Des cas isolés ? Non, les exemples abondent de par le monde. "Dans la plupart des cas, les grands projets de développement hydraulique bénéficient aux plus puissants et confisquent les biens des plus faibles", remarque la physicienne et militante écologiste Vandana Shiva, dans un livre intitulé La guerre de l’eau (éditions Parangon). Et l’on assisterait là à ce que certains appellent une "pétrolisation" de l’eau. L’eau, ne pouvant plus être considérée comme un élément constitutif du patrimoine commun de l’humanité, mais comme une marchandise, doit être traitée sur les marchés à l’instar du pétrole.

En quelques décénnies, les organisations institutionnelles mondiales ont joué les maîtres d’oeuvre de cette logique de marchandisation.
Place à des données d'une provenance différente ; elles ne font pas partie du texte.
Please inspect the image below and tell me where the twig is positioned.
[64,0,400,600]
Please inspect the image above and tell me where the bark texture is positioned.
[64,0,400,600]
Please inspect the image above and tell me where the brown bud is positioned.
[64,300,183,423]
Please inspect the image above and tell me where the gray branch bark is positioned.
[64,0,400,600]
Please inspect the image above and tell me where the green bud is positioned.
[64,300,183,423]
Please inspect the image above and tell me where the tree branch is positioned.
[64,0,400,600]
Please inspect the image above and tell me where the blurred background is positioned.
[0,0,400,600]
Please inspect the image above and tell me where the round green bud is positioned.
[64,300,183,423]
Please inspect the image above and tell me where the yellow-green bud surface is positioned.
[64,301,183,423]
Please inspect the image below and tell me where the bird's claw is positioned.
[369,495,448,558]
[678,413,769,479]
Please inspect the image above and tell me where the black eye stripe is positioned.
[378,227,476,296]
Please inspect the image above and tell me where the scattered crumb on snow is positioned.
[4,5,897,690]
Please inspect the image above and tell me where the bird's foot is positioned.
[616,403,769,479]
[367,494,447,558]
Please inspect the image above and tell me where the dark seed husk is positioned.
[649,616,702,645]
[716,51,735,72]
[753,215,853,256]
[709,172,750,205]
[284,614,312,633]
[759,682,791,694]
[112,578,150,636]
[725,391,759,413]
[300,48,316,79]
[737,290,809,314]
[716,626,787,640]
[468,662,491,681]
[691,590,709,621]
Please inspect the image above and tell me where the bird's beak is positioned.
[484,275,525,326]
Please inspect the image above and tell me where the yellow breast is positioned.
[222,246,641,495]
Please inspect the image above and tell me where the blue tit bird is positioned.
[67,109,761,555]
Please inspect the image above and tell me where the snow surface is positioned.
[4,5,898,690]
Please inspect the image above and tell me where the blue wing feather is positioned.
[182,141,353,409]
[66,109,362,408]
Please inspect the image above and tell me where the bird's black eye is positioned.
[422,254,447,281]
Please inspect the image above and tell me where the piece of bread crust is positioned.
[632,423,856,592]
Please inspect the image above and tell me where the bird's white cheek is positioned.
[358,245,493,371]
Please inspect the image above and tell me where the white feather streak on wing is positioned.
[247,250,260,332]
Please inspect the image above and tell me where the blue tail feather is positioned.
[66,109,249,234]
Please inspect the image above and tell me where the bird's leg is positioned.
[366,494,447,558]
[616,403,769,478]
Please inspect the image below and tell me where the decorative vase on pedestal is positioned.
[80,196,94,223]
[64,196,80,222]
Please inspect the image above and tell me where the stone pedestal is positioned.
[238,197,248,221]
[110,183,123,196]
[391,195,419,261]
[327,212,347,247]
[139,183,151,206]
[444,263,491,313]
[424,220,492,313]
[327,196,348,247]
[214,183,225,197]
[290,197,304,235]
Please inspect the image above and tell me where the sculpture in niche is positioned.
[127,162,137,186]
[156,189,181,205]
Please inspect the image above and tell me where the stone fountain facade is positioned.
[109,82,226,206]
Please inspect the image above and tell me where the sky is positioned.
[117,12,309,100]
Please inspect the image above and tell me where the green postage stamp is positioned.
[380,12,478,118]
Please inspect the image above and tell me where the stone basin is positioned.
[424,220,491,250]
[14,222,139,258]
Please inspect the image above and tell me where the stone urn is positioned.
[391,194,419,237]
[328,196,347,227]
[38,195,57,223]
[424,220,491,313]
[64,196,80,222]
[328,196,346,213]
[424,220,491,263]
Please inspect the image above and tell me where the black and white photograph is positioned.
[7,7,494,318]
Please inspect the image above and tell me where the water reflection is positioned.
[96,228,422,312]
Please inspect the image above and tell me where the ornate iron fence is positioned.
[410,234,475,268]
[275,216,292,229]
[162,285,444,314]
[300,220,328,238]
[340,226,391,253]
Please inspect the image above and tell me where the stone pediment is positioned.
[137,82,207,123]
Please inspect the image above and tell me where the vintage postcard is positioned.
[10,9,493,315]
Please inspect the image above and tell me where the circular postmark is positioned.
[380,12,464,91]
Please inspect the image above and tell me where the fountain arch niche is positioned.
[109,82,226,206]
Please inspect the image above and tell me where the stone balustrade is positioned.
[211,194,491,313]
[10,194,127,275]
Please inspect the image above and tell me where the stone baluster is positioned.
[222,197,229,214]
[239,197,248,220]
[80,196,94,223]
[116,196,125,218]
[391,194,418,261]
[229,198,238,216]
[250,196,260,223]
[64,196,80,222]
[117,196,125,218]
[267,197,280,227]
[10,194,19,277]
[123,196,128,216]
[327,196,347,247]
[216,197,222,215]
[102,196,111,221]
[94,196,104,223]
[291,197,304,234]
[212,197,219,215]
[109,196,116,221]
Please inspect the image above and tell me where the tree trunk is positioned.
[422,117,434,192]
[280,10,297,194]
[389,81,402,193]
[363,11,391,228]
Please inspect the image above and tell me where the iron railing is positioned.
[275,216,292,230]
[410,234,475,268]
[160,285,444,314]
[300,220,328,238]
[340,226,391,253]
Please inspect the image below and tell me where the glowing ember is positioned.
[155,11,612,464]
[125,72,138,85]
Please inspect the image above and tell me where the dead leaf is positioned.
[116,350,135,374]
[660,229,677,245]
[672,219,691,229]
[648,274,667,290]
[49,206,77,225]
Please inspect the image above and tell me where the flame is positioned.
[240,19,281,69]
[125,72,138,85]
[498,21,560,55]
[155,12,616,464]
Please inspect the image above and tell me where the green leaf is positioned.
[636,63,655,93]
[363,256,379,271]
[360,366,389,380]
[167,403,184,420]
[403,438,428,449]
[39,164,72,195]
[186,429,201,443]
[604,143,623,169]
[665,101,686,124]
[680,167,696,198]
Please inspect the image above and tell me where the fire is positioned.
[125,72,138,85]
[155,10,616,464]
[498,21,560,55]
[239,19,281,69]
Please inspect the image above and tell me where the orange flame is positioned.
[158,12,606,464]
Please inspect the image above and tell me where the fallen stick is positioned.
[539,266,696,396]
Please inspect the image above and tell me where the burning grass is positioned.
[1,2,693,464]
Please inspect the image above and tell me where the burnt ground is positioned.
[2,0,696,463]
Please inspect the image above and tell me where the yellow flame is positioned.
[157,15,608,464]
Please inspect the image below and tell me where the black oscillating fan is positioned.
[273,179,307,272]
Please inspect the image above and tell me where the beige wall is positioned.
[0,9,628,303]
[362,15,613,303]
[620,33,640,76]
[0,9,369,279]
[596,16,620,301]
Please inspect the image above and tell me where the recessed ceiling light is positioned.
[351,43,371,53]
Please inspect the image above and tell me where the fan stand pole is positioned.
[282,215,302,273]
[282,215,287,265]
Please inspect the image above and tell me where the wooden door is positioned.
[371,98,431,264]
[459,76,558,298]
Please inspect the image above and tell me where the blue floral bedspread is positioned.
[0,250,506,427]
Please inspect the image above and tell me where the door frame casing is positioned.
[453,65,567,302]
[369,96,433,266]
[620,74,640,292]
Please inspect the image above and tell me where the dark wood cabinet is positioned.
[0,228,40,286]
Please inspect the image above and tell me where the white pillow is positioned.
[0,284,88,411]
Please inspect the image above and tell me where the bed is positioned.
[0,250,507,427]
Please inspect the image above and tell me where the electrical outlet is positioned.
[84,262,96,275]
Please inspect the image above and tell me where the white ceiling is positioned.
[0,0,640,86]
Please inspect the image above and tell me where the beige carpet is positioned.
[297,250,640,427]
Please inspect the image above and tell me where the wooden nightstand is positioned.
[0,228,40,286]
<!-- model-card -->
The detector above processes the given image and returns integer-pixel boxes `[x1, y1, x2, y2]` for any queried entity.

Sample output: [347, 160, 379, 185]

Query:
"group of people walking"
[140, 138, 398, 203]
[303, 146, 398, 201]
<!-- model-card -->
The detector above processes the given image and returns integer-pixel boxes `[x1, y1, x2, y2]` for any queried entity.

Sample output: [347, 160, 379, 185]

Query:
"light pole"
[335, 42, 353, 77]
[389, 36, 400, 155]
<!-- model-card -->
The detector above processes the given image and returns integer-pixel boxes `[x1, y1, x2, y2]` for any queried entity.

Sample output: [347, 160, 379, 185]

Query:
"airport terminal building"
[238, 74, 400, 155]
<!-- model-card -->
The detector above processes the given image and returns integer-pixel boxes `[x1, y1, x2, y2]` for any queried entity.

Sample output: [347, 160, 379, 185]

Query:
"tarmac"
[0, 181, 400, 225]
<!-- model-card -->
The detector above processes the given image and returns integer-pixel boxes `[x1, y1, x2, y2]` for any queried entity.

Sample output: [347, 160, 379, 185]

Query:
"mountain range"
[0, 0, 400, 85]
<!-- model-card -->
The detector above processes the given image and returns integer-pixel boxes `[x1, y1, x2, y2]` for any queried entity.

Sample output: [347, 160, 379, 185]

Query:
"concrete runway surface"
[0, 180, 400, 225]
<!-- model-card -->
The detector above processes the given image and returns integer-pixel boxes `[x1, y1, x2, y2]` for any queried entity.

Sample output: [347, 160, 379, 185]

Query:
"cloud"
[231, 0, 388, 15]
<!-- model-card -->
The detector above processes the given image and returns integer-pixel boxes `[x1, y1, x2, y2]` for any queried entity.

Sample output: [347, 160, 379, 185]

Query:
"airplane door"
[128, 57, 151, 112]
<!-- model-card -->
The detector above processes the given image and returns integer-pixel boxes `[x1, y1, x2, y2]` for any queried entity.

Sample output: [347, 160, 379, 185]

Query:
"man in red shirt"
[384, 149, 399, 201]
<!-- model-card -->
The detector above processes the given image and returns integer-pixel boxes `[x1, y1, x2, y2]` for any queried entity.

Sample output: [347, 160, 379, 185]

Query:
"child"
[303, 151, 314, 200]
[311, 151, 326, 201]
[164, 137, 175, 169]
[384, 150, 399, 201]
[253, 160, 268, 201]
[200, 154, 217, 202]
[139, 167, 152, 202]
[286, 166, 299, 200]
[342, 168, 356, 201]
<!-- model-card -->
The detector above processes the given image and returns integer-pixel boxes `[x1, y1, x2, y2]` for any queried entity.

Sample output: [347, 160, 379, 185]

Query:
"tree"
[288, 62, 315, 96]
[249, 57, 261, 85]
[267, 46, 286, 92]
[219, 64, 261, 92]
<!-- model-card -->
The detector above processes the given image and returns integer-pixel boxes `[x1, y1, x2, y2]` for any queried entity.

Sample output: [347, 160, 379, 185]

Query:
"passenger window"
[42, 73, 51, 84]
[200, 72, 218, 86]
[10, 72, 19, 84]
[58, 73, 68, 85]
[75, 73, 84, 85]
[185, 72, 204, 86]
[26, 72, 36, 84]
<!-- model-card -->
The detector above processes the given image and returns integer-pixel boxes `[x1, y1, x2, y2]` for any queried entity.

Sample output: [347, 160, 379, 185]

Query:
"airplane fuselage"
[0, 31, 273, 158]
Les politiques imposées par la Banque mondiale, les règles libérales établies par l’Organisation mondiale du commerce (OMC) sont en train de créer "une vaste culture mondiale d’Etats-entreprises", indique Vandana Shiva. De quelle manière ? La Banque mondiale ne s’est pas contentée "de jouer un rôle majeur dans la création de la pénurie d’eau et de la pollution. Elle oeuvre à présent pour transformer cette rareté en créneau commercial pour les entreprises d’eau."
La Banque estime que le marché potentiel de l’eau s’élève à 1 billion de dollars et constituerait le placement le plus profitable. De grandes firmes comme Monsanto, promoteur des OGM, convoitent ce marché lucratif et négocient actuellement une possible collaboration avec la Banque mondiale. Mais seules quelques multinationales comme Suez-Lyonnaise des Eaux, Vivendi Environnement et l’américaine Bechtel dominent le marché mondial. (...)

L’OMC a inscrit dans le programme des négociations qui doivent se terminer le 1er janvier 2005 "la réduction, voire, si c’est approprié, l’élimination des obstacles tarifaires et non tarifaires aux biens et services environnementaux", dont le secteur de l’eau. Les ministres réunis à Doha ont convenu également que ces négociations devaient accorder une "attention particulière" à "l’effet des mesures environnementales" afin de veiller à "l’élimination ou la réduction" des distorsions que pourraient provoquer de telles mesures pour le commerce. La prospection, la protection et la gestion des nappes aquifères, la captation, la purification et le stockage de l’eau, sa distribution et le traitement des eaux usées sont des activités qui tombent sous le couperet de l’AGCS. (...)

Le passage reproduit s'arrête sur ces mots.